According to her acta and the Martyrology of Reichenau, she was a Roman virgin of the early Christian church, daughter of Saint Pudens, friend of the Apostles, and sister of Praxedes. Praxedes and Pudentiana, together with presbyter Pastor and Pope Pius I, built a baptistry in the church inside their father's house, and started to baptize pagans. Pudentiana died at the age of 16, possibly a martyr, and is buried next to her father Pudens, in the Priscilla catacombs on the via Salaria.

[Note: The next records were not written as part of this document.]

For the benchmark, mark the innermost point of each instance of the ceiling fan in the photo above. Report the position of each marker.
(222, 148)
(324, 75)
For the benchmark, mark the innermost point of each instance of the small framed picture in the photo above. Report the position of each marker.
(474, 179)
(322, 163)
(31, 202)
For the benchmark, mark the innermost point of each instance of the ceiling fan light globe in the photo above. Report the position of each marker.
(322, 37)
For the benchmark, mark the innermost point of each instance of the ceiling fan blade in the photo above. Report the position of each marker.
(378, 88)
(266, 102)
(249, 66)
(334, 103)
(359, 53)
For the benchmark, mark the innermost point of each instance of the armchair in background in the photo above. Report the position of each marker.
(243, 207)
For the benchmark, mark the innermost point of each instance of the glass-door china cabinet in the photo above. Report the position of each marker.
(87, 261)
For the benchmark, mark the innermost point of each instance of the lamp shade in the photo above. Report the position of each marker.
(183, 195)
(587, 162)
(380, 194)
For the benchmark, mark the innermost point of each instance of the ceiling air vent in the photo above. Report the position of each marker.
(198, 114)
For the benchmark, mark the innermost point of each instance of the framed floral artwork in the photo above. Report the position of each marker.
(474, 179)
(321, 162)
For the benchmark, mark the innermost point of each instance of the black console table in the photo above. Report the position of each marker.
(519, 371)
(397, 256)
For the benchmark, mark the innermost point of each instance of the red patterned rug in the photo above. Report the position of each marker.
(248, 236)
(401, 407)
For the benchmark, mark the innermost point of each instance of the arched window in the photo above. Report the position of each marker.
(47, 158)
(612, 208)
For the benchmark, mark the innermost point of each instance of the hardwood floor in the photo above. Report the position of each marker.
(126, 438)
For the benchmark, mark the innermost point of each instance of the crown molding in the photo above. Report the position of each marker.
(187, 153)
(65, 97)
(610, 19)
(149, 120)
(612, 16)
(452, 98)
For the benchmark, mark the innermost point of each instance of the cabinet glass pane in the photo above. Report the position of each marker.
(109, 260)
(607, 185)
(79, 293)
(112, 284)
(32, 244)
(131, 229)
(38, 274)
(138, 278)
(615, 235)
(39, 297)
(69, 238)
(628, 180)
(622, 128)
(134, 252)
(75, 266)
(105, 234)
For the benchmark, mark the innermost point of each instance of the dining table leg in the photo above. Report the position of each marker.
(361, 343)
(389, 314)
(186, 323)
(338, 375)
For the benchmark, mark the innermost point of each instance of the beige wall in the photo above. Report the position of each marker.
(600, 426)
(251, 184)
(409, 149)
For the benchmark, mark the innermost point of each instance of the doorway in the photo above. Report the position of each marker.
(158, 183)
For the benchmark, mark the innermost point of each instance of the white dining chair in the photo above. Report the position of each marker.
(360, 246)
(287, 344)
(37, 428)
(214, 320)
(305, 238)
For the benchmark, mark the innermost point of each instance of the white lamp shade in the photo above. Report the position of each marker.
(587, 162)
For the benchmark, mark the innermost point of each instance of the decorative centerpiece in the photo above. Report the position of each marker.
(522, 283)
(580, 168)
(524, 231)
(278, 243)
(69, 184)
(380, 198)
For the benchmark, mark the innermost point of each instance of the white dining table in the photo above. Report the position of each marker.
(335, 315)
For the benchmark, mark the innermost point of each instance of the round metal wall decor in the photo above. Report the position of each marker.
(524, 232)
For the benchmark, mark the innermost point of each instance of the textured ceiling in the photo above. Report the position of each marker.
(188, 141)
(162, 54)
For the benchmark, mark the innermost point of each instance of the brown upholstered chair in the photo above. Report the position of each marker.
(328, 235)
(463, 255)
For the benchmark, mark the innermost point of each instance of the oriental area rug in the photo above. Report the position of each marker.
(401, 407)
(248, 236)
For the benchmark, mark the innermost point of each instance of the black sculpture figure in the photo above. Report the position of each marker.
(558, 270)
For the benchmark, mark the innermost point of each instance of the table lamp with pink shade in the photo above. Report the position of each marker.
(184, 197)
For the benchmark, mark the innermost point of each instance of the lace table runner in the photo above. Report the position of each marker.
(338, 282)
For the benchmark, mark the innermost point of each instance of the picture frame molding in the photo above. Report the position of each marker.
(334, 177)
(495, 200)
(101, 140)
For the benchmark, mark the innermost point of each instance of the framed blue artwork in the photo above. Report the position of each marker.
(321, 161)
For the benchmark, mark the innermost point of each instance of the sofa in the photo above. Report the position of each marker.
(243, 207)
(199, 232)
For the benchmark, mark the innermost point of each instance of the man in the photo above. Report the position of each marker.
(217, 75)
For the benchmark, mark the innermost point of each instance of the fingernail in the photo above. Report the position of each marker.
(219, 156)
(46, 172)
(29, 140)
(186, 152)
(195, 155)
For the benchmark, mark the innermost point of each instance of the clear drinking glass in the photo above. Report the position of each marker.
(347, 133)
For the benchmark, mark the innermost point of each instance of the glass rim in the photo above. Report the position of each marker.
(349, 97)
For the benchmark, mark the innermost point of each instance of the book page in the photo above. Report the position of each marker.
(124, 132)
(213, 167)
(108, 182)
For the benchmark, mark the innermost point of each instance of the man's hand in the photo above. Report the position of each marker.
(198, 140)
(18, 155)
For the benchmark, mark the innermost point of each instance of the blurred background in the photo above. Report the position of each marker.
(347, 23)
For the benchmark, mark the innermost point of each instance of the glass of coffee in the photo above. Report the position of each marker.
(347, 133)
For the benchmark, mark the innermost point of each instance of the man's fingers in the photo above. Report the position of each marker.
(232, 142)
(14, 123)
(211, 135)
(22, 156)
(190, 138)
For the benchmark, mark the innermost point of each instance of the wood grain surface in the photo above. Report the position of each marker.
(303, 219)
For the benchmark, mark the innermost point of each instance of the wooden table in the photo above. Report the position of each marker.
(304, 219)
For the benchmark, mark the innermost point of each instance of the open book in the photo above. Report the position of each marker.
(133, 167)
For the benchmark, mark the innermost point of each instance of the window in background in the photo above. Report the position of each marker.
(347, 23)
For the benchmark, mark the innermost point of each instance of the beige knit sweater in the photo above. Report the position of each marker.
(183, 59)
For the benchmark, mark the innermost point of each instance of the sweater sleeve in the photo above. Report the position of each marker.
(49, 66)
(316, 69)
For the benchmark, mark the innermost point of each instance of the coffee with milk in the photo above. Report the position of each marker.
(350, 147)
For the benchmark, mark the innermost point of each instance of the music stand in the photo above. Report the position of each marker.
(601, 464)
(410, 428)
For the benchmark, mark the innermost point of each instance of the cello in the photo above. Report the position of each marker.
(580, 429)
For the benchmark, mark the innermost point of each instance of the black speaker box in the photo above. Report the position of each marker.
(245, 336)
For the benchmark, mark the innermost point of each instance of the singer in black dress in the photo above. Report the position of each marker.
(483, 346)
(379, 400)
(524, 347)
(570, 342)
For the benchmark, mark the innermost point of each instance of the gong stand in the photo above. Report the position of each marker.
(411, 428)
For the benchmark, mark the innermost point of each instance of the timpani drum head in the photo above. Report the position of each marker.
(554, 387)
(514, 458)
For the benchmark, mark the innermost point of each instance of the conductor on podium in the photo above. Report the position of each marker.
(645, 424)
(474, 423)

While there is evidence for the life of Pudens, there is no direct evidence for either Pudentiana or Praxedes. It is possible that the early Church's "ecclesia Pudentiana" (i.e., the Church of Pudens) was mistaken for "Saint Pudentiana".

Veneration 
A basilica in Rome is named for her, and her commemoration in the General Roman Calendar fell on 19 May until its 1969 revision. Pudentiana is now mentioned neither there nor in the Roman Martyrology.

The Spanish Conquistador Miguel López de Legazpi, the founder of the modern City of Manila, gained possession of the territory on 19 May 1571. As it was the Feast of Pudentiana (in Spanish Potenciana), Legazpi declared her patroness of what is now the Philippines.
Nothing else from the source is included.